Mind the wait? Train company aims to improve ‘waiting’ experience
A mobile laboratory at Amsterdam Centraal station this week will measure the effects of waiting on travellers, in order to improve travel experience.
The NS StationsLab, run by consultant Mark van Hagen, will use EEG brain scans and blood pressure measurements to see how loitering at the station positively or negatively affects NS customers.
‘People hate waiting,’ Van Hagen told NRC on Thursday. He said the NS train company could either run more trains or make the wait a better experience ‘by adding things to the environment or by taking them away.’

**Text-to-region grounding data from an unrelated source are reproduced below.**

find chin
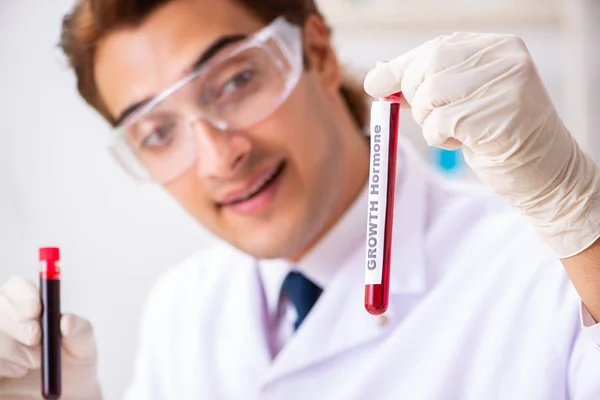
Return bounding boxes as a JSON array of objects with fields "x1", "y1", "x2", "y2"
[
  {"x1": 230, "y1": 223, "x2": 308, "y2": 260},
  {"x1": 236, "y1": 238, "x2": 300, "y2": 260}
]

Pianos, for instance, have been a success: people play them, rather than breaking them, and others tend to listen. ‘This inspires positive feelings and makes people feel as though they have waited less,’ he reportedly said.
The Netherlands has more than 400 stations, one million daily customers, and a train delay of at least five minutes in 8.7% of cases.
Van Hagen, whose university thesis was on improving waiting times at stations, said that people experience time differently from the strict clock measurement. Busy travellers, he explained, respond well to a calm environment and cool colours, while leisure riders like warmth and things to do.
But, he added, things can get too comfortable: a children’s toilet at Leiden Centraal station decorated beautifully with fishes and butterflies, he said, was ‘nice, but made people spend twice as long in the loo.’